1 – Cartographie des actifs cryptographiques

2 – Gestion des cycles de vie

3 – Automatisation de la gestion

4 – Centralisation et visualisation globale des actifs

Outre l’amélioration de l’efficacité opérationnelle, les bénéfices d’une telle démarche sont nombreux, à commencer par la diminution des risques de failles de sécurité. De plus, elle permet de se prémunir face à une potentielle non-conformité réglementaire. En matière de cryptographie, les entreprises sont, en effet, de plus en plus soumises à des exigences strictes en matière de protection des données et de sécurité. Une solution centralisée facilitera ainsi les audits et les rapports, offrant une transparence accrue vis-à-vis des régulateurs notamment.

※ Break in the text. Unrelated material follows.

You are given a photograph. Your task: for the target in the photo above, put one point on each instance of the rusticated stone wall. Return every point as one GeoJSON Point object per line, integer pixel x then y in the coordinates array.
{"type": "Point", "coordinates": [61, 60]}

L’actuelle fragmentation de la gestion de la cryptographie nécessite donc d’être revue et corrigée. L’évolution rapide des menaces cyber nécessite une meilleure agilité et réactivité de la part des entreprises. Au fil des années, les cybermenaces évoluent et deviennent de plus en plus critiques, nécessitant une vivacité toujours plus élevée. Parallèlement, les réseaux des entreprises se complexifient eux aussi, avec l’intégration de technologies comme les SD-WAN ou les réseaux 5G. Le tout formant donc une équation de plus en plus nébuleuse.

Face à ces défis, l’automatisation et la centralisation des solutions de gestion de la cryptographie apparaissent comme des solutions incontournables. L’adoption d’une plateforme unique et intégrée permet de réduire la complexité de la gestion des mots de passe, des clés et des certificats, mais aussi des librairies et algorithmes utilisés par différents clients et serveurs fortement interconnectés. Pour l’entreprise, c’est la promesse d’une vue d’ensemble cohérente et simplifiée des actifs cryptographiques facilitant la surveillance, la maintenance et la mise à jour des systèmes.

Mieux sécuriser pour aujourd’hui… et pour l’avenir

Il paraît désormais essentiel pour les entreprises de prendre conscience de ces enjeux et d’investir dans des solutions de gestion centralisée et automatisée de la cryptographie. Et ce à double titre : sécuriser les actifs de manière immédiate, mais également se préparer à l’avenir.

Comme l’indiquait déjà l’ANSSI en 2022, les cybercriminels peuvent dérober et stocker des données sensibles chiffrées aujourd’hui et pourront briser les systèmes de chiffrement actuels dans un futur proche puis utiliser ces données à des fins malveillantes… Face à ce risque du « store now, decrypt later » pouvant avoir des impacts graves à terme, les avancées en matière d’informatique quantique sont évidemment scrutées de près, et l’agence française recommande la transition à la PQC (cryptographie résistant aux attaques utilisant des ordinateurs quantiques, ou Post-Quantum Cryptography en anglais) comme étant « la voie la plus prometteuse pour se prémunir contre la menace quantique ».

Pour les entreprises, cela souligne encore une fois l’urgence de renforcer dès maintenant leurs mesures de sécurité et de préparer la transition vers des algorithmes de cryptographie résistants aux attaques quantiques. Il ne s’agit pas seulement de changer les outils utilisés, mais surtout de faire évoluer la gestion parfois archaïque de la cryptographie, avec ses coûts et ses dangers. Il devient ainsi crucial de profiter de cette opportunité pour moderniser fondamentalement les pratiques en matière de cryptographie, réduisant ainsi les dépenses et les risques actuels et futurs.